Consider that in labor, unlike most of life's moments when our vision rules most of our perceptions, it will be what you hear that will help to heighten your awareness to the experience.
Begin now, in your pregnancy. Take a safe, comfortable seated or lying posture. Bring your attention to your breathing and as you exhale, feel how the eyes so naturally want to close. Keep your attention focused lightly on your breathe, and let yourself be drawn to the gentle sound of the breathe moving out of your body. Gradually, let the sound of your exhalations become louder, so that you begin to make a soft humming sound. With every exhalation, like a gentle flowing water fall, let your awareness be drawn to the sound inside. What do you notice? Can you feel how the sound of your breathing helps to quiet and sooth your mind?
How does your baby respond to your more audible breathe? Do you feel that your baby is more active or quieted by the sound? Consider that your baby is cushioned in approximately 2 quarts of fluid and that sound waves travel much quicker through fluid than that of air.
I am reminded of a very endearing story about how qucickly sound travels through water. The story teller was in our circle, pregnant with her first child. She said "when I was younger I'd go and visit my grandmother who lived on the lake. My grandmother warned me, don't share your secrets on the beach unless you want our neighbors across the lake to hear you." So the gentle humming on your exhalations will certainly be subtely felt by your baby. We can use our mindful, more audible sounds to help make a stronger connection in pregnancy. For example, as you sound, direct the energy to the space that your baby holds in your body, or imagine him/her in your mind.

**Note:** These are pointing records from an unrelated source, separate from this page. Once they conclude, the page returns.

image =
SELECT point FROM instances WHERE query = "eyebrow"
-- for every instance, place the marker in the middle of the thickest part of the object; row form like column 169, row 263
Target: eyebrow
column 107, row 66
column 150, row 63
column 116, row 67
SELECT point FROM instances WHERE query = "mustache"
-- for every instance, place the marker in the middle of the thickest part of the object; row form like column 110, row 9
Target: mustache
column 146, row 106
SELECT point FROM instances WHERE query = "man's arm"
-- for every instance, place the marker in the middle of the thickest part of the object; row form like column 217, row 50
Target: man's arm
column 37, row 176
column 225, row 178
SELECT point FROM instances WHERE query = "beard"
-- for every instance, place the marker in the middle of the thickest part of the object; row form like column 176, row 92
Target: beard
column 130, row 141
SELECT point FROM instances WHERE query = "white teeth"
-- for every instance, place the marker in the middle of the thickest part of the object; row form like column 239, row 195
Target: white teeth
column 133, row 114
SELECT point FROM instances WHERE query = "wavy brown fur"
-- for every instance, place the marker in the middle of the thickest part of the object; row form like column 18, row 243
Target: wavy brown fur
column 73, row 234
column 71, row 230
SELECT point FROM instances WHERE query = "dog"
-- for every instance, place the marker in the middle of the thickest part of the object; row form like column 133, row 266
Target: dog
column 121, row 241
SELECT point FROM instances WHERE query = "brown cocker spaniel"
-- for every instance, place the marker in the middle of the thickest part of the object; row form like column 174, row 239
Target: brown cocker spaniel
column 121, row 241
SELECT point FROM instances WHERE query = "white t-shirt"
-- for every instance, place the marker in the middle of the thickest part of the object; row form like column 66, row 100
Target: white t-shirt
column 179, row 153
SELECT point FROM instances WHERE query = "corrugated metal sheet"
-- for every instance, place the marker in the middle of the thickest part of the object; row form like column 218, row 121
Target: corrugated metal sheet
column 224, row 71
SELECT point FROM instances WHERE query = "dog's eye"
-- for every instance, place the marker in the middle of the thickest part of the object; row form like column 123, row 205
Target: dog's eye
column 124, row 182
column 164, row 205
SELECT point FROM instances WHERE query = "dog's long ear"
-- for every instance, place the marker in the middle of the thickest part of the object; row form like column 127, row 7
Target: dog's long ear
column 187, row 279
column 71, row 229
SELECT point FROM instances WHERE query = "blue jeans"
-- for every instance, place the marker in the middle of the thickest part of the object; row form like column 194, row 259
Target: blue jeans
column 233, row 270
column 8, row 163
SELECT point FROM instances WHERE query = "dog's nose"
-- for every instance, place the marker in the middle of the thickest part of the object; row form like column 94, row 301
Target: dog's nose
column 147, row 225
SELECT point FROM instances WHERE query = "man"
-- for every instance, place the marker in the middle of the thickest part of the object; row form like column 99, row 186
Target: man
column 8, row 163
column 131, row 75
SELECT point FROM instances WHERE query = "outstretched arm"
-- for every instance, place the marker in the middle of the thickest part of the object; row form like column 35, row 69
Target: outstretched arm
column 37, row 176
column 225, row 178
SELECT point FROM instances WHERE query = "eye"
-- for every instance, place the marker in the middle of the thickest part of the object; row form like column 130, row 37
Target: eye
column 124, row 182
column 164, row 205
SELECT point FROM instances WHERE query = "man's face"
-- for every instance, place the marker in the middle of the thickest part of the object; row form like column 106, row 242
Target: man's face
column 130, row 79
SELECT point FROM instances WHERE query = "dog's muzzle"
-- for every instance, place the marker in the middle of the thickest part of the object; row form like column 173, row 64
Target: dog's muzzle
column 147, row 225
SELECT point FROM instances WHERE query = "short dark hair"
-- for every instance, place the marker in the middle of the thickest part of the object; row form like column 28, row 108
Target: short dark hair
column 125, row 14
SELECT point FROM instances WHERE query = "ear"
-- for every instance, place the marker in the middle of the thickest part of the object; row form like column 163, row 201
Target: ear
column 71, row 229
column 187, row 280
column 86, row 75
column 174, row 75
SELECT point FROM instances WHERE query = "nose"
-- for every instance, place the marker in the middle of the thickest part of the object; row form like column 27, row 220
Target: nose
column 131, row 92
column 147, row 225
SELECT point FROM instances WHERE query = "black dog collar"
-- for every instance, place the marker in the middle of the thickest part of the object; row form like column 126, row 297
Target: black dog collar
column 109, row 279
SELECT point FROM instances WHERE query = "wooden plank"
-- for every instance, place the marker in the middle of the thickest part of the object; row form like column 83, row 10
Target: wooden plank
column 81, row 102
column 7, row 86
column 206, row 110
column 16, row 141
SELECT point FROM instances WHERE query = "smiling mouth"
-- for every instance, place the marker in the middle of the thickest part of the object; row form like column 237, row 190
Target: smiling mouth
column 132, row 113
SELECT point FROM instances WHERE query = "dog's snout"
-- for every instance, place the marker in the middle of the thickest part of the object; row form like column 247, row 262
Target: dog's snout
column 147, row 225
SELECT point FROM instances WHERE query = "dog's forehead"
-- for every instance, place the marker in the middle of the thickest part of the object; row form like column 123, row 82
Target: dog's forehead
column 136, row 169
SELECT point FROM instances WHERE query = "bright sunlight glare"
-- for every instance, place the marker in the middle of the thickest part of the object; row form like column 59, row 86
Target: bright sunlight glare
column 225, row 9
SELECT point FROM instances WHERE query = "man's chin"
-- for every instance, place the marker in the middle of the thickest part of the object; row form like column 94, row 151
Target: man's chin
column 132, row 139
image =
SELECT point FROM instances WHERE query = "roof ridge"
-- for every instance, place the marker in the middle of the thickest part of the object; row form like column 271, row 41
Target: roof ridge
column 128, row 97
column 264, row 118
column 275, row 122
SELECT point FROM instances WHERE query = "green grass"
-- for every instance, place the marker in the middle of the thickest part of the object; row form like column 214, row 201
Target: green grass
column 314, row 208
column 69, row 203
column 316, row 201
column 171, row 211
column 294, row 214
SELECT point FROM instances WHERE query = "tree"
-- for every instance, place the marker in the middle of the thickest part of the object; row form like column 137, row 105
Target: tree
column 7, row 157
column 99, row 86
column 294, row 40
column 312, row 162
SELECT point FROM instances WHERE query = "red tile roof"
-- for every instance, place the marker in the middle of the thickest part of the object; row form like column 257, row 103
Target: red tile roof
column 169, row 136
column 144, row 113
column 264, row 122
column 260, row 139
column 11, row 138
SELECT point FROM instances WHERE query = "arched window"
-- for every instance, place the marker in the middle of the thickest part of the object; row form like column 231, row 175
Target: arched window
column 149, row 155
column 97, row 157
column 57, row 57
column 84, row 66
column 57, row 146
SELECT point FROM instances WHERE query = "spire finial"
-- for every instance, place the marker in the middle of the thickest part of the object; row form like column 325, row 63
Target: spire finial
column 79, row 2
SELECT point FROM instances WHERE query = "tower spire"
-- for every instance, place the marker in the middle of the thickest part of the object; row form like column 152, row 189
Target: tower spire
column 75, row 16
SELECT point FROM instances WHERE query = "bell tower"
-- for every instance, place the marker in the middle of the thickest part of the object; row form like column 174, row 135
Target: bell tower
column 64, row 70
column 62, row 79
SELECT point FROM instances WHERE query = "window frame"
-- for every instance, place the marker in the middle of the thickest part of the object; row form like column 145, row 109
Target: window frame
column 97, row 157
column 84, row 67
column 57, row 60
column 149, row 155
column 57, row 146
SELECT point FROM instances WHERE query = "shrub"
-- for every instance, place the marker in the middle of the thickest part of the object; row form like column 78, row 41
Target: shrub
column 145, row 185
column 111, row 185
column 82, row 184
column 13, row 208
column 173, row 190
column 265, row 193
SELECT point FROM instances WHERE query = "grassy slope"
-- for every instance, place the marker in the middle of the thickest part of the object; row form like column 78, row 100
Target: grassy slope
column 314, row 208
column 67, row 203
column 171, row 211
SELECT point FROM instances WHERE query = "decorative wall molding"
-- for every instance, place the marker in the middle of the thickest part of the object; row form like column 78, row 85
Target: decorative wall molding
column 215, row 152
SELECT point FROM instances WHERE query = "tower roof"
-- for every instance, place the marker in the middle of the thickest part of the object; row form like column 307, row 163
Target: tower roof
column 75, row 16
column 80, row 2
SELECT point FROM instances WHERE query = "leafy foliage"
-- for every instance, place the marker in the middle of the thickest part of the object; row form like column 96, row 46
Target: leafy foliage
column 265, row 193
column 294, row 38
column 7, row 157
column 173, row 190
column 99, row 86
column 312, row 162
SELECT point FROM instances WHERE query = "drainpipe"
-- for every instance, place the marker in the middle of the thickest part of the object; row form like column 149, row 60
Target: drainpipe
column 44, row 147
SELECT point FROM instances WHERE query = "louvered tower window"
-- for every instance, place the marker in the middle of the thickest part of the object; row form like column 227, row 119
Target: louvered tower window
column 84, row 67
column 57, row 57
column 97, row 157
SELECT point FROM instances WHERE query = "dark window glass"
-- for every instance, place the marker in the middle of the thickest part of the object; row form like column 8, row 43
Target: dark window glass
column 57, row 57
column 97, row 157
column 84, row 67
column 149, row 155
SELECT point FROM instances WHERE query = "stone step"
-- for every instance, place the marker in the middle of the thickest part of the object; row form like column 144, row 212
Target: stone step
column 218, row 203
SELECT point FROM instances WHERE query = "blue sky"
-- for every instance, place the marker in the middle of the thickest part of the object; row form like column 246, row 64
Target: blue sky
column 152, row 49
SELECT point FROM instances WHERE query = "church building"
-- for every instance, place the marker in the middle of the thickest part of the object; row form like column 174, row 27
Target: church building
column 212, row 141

In labor, we can apply the same principles. The gentling humming, infused with thoughts of holding your baby in your arms, or usurps from your diary that bid farewell to a most cherish confinement help to deepen our connections.
The sound of birth. When your baby slips out of your body, most likely it will not be what you will see that will tether your moment, but rather what you will hear. Consider that the actual moment of birth is so intense for most women that they are unable to clearly see their babies.
Too, the release of rectal pressure often forces the spine into extension causing the head to be gently thrusted back so that your eyes initially will be directed up, towards the ceiling. So for several seconds, it will be what you hear that keeps you more connected to the moment. The now empty, hollow space that once held the reassuring sounds of your baby's thumbing, beating heart beat will quickly acquise to the sounds of your baby's first gasps for new life, and your careproviders gleeful shares of joyful celebration.
Of course, your eyes will certainly devour the first sight of your newborn. But until then, practice stilling the mind with the sounds of your breathe to help yourself be fully present for these precious, short lived moments.